I can understand if other people hate Sophie. Everyone’s annoyingness meter is different, but Elizabeth Eulberg hit the mark for me this time.
Then with Emme. Without Emme’s character, Sophie could’ve never been showed off as masterfully as she was in Take a Bow. Though Emme wasn’t as impressive to me as Sophie, she was still well-written and I really liked her character. She’s a sharp girl, doesn’t miss much. Except when her good-natured personality wants her to think the better of people. And I appreciated that part to her. Some authors write obliviousness very, very badly, and though I got kind of sore of Emme’s naivety, she wasn’t nearly as bad as I thought she would be.
Tyler, Jack, Ben and Carter were all really great as well. I don’t feel that they played as big a role in this story as Emme and Sophie. I don’t mean to say they weren’t good characters, I’m just saying that I feel Elizabeth Eulberg has more of an eye for girl characters than boy characters. I’m kind of going in-between opinions right now as to if Tyler was really necessary. I guess he was, but then again I don’t know.

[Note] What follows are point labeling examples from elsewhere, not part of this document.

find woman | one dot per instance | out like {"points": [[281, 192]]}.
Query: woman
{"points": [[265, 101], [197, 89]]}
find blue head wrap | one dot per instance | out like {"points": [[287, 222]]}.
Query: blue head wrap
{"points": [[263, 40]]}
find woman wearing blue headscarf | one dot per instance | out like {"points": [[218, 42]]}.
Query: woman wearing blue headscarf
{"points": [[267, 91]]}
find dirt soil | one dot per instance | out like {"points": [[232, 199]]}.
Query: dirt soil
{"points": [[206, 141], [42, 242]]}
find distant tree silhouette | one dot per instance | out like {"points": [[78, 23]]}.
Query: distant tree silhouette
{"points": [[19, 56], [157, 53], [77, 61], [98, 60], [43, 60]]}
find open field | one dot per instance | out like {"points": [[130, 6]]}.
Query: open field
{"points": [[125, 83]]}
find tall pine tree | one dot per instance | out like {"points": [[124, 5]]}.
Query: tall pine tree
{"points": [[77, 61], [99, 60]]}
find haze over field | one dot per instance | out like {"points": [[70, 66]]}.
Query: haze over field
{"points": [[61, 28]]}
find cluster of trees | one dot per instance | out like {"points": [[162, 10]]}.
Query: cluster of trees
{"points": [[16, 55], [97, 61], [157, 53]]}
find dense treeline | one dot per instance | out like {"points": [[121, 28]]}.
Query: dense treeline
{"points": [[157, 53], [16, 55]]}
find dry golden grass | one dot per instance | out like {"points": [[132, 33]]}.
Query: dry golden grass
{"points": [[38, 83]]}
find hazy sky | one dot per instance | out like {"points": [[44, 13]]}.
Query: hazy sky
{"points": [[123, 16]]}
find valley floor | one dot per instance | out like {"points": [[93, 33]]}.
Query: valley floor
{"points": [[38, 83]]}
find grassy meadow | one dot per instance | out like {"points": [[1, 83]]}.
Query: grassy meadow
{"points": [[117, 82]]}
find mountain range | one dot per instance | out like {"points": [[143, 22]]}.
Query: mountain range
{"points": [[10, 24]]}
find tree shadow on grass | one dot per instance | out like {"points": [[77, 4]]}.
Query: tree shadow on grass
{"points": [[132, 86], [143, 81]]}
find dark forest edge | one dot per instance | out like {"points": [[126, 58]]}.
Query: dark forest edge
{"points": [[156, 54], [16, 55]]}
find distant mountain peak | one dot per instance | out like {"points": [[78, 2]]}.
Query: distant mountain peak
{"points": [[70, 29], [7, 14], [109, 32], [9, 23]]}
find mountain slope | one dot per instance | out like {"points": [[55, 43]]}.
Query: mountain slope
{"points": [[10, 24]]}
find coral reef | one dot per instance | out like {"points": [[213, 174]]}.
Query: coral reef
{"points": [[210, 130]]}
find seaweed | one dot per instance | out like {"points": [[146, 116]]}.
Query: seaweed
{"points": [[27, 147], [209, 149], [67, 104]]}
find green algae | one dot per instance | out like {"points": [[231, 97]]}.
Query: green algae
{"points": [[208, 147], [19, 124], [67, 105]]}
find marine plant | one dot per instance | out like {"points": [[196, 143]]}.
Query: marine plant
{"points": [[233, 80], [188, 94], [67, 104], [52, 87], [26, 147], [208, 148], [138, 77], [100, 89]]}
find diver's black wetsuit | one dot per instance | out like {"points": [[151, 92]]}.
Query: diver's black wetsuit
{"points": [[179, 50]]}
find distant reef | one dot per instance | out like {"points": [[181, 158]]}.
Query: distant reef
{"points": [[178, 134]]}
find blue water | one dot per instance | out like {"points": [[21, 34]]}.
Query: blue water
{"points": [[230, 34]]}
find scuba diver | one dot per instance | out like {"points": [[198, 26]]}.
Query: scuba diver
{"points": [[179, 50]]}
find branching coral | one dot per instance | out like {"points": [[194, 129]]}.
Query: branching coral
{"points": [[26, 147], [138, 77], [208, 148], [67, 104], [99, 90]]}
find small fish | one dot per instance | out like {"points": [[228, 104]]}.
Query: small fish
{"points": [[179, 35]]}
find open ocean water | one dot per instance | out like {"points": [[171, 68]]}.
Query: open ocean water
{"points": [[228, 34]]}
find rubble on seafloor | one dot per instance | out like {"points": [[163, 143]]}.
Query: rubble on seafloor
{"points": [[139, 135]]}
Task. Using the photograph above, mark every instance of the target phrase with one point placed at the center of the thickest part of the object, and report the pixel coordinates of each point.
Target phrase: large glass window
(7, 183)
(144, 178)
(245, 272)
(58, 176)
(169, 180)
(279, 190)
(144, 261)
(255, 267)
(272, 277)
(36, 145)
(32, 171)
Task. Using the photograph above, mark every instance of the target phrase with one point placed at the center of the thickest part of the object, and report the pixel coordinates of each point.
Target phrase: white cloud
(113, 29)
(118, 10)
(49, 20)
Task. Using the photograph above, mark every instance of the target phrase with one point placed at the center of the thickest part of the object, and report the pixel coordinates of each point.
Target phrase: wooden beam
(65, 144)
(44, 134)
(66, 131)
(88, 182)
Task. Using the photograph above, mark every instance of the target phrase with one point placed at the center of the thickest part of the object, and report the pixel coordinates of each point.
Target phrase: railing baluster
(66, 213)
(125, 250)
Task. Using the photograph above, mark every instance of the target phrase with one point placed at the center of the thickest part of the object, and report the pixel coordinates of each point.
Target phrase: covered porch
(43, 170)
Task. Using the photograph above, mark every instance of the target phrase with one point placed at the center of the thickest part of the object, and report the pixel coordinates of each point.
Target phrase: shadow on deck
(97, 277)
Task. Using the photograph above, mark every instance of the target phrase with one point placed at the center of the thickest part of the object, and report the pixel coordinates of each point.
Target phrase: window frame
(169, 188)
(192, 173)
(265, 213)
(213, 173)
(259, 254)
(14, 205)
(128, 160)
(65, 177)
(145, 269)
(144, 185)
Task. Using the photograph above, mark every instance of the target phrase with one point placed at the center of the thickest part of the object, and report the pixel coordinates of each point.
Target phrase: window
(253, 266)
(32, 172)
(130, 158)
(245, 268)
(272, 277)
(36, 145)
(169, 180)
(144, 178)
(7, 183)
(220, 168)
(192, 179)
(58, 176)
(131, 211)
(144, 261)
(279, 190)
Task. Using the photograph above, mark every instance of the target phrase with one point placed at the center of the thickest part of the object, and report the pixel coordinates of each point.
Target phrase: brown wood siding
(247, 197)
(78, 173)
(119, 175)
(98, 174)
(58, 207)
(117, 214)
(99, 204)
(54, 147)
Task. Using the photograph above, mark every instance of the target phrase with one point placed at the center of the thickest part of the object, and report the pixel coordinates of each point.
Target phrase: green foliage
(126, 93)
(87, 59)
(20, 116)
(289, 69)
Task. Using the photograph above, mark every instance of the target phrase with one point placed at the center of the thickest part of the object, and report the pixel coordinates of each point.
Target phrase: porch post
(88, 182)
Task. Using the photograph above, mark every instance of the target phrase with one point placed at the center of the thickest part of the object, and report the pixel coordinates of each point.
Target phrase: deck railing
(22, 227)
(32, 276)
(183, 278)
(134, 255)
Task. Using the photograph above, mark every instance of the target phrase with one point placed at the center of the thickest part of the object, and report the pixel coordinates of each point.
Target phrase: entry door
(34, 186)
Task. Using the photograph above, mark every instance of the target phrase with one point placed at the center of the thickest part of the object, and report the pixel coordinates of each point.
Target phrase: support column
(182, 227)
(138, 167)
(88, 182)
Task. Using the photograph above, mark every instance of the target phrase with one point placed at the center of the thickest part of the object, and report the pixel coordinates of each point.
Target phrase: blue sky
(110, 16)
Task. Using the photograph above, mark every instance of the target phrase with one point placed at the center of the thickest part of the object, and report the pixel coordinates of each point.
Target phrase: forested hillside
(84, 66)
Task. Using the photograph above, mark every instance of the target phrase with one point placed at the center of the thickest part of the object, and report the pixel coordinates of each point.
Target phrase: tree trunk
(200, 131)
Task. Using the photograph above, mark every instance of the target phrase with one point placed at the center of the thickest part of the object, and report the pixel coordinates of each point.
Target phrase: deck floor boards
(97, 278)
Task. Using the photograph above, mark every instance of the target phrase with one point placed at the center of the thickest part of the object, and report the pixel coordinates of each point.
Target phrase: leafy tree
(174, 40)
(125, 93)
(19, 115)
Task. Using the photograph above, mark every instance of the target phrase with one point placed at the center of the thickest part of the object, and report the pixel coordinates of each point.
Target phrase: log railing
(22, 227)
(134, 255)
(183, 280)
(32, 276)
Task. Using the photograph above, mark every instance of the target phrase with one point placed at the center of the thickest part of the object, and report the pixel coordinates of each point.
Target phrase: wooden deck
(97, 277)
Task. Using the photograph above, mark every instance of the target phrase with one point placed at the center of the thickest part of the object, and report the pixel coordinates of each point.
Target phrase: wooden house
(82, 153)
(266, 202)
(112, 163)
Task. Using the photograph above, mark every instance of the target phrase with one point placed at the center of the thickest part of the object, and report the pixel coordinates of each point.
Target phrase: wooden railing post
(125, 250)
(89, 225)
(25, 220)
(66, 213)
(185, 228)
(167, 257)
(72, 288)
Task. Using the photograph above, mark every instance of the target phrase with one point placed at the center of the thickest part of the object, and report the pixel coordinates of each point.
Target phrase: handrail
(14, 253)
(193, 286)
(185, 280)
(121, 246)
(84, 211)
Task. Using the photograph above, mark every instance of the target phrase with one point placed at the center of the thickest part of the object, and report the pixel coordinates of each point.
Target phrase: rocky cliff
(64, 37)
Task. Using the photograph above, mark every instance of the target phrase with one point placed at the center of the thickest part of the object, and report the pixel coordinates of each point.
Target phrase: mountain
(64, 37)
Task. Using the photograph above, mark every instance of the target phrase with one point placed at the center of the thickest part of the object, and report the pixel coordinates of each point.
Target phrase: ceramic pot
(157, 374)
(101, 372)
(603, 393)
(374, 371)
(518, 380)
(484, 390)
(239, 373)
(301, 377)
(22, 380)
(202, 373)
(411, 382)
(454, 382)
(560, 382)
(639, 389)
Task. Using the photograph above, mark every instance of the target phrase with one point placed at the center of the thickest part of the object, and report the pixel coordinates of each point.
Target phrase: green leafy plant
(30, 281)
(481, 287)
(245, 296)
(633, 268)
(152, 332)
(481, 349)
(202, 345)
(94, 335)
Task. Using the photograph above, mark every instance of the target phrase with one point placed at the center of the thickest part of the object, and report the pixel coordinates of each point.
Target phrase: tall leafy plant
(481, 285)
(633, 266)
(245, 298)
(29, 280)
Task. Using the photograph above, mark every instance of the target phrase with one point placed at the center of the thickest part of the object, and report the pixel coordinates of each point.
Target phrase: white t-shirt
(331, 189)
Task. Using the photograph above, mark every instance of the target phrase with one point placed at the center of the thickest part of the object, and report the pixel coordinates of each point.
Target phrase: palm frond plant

You may be wondering what I thought of Ethan. Neither the synopsis on Goodreads or the synopsis on my hardback copy of the book are actually correct when it comes to Ethan and Emme’s relationship. Thanks to Emme’s oblivious nature, no, she does not “wonder if she and Ethan could be more than friends and bandmates”. And, on the other hand, Ethan does not just respect her–as it says on my copy. He loves her. Major crush time. That’s it. I thought Ethan was fine. He was the only character in the book I actually acknowledged that I didn’t really like, but he was fine. Just his darker personality got to me a little. It’s not that he had a dark past. Believe me–I’ve read plenty of those characters. It was just the way he reacted to situations, the way he handled the end.
As for storyline and character change, I was very impressed with the way Sophie, Emme, Carter and Ethan grew over the course of the story because of each other. Pacing was a little rocky, but it smoothed down just enough that the ending wasn’t necessarily anticlimactic, but not just right. All in all, 3.5 stars.